But a program by Planned Parenthood Greater Memphis Region (PPGMR) is aiming to pick up the slack left by public high schools in Shelby County. The Sexperts program trains college students to be peer educators in issues around sexual health.
“We do a lot of myth busting,” said Ashley Jones with PPGMR. “A lot of people think they know, but once we get into the content, they realize how much they don’t know about basic anatomy. When it comes to reproductive anatomy, everybody is pretty much on the same playing field. The adults don’t know too much more than the middle schoolers or college students.”
The classes train college students on sexual health, reproductive anatomy, pregnancy prevention, gender and orientation, consent, abstinence, safe sex, STDs, and campus organizing.
Once the training is over, the graduates get a Sexpert tee-shirt to wear around campus. They’re also authorized to start host sexual education events around campus.
“We had some kids do an Easter egg hunt, and they put little condoms inside the Easter eggs, or they may do an info night at their dorm or sit at info tables at a health fair,” Jones said. “We serve as a resource for them so we can provide them with condoms, brochures, information, whatever they may need to make the event successful.”

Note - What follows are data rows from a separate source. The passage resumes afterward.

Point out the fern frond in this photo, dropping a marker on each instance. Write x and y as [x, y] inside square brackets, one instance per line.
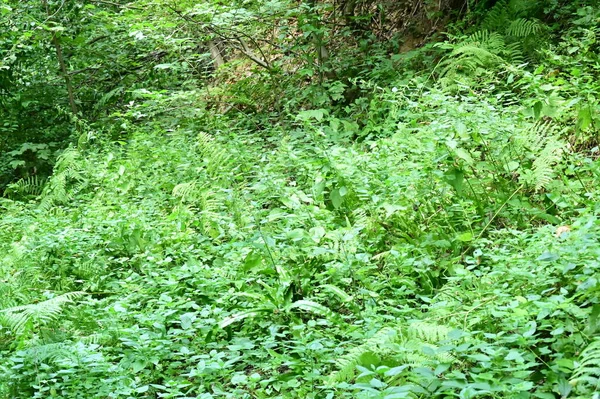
[402, 344]
[522, 27]
[586, 375]
[184, 190]
[19, 317]
[542, 145]
[215, 157]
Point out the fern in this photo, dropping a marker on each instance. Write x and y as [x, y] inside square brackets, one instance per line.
[586, 375]
[25, 187]
[19, 318]
[402, 344]
[546, 149]
[215, 157]
[522, 27]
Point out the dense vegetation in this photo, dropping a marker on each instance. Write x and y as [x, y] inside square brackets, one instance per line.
[299, 199]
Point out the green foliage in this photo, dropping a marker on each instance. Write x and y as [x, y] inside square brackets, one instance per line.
[315, 218]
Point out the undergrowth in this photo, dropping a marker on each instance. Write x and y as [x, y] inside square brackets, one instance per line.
[434, 238]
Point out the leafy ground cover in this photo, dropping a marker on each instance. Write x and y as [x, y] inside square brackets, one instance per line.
[436, 238]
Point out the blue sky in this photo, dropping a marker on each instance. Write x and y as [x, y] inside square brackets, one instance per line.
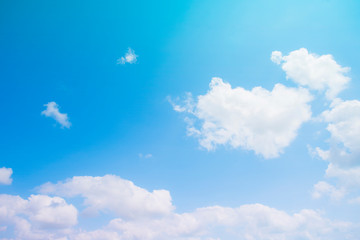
[129, 119]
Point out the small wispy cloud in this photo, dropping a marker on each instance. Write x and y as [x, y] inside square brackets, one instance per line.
[130, 57]
[52, 110]
[5, 176]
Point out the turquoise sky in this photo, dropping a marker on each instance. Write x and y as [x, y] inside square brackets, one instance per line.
[106, 101]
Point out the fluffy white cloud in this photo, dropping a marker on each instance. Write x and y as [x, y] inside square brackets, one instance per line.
[38, 217]
[321, 73]
[248, 222]
[5, 176]
[113, 194]
[52, 110]
[130, 57]
[42, 217]
[323, 188]
[260, 120]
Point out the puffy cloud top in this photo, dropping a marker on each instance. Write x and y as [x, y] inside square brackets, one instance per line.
[321, 73]
[52, 110]
[260, 120]
[113, 194]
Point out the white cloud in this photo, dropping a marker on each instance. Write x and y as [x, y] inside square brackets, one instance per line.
[323, 188]
[248, 222]
[113, 194]
[52, 110]
[43, 217]
[130, 57]
[5, 176]
[38, 217]
[260, 120]
[320, 73]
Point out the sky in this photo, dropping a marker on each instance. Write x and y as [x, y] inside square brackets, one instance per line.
[185, 120]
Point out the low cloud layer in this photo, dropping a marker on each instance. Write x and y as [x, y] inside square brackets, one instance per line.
[141, 214]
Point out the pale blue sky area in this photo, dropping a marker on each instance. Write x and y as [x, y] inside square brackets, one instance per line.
[122, 121]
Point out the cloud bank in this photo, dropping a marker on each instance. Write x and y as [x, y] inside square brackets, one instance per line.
[141, 214]
[259, 120]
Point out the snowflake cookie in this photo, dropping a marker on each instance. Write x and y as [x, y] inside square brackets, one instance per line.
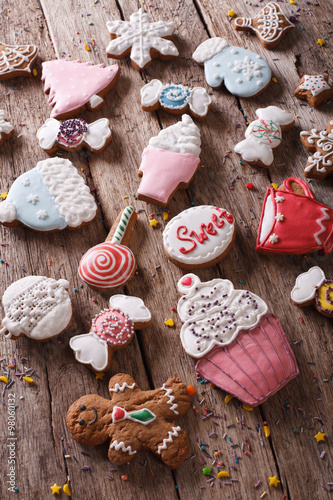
[16, 60]
[141, 40]
[320, 143]
[244, 73]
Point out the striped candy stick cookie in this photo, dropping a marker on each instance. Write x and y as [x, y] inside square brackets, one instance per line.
[111, 264]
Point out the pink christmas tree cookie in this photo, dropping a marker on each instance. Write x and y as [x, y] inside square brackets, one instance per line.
[169, 162]
[73, 86]
[240, 347]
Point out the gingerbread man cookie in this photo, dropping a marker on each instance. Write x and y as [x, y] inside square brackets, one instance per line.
[175, 99]
[6, 128]
[312, 288]
[315, 89]
[270, 25]
[16, 60]
[111, 329]
[141, 40]
[73, 135]
[111, 264]
[37, 307]
[264, 135]
[133, 420]
[320, 164]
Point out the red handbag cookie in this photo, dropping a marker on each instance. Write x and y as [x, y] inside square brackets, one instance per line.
[133, 420]
[293, 222]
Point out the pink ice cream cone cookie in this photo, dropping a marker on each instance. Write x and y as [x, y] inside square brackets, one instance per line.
[111, 264]
[239, 346]
[169, 162]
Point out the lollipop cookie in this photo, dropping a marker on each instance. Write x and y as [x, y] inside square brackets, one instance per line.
[50, 197]
[239, 346]
[37, 307]
[169, 162]
[111, 329]
[312, 288]
[111, 264]
[74, 134]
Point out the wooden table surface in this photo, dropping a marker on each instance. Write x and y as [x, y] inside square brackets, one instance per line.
[295, 414]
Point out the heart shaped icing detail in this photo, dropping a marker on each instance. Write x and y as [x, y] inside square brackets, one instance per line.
[118, 414]
[187, 281]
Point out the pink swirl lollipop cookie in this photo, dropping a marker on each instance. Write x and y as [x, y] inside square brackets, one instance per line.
[111, 264]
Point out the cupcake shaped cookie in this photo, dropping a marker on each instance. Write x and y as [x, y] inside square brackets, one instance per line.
[169, 162]
[239, 346]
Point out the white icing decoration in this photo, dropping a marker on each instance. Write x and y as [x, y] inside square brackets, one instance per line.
[315, 84]
[90, 350]
[263, 135]
[36, 306]
[214, 312]
[121, 446]
[209, 48]
[305, 286]
[192, 219]
[171, 434]
[171, 398]
[141, 36]
[71, 194]
[121, 387]
[132, 306]
[183, 137]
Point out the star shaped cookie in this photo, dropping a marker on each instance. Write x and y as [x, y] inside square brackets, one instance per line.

Jones estimated are there are around 75 local sexperts spread across most college campuses with a high concentration at Rhodes College (where they have their own Sexpert chapter) and the University of Memphis.
Kelsie Richardson is an intern at PPGMR and a Sexpert at the U of M. She transferred from Christian Brother University (CBU), where she says she wasn’t even allowed to wear her Sexpert tee (“CBU is a conservative Catholic college so I couldn’t have any ties — not publicly — with PPGMR.”).
But since she’s been at the U of M, she’s helped host the largest Sexpert training the U of M campus has seen with about 50 students.
Richardson said college students might think they know everything about sex, but she said students are often surprised by what they learn.
“I thought I knew everything. I was 20 years old, and then I got in there and barely knew anything, like different issues about consent,” Richardson said. “I’d heard of consent, but I’d never heard the nitty-gritty of it. I think if more people knew those things, it would cut down on sexual assault issues.”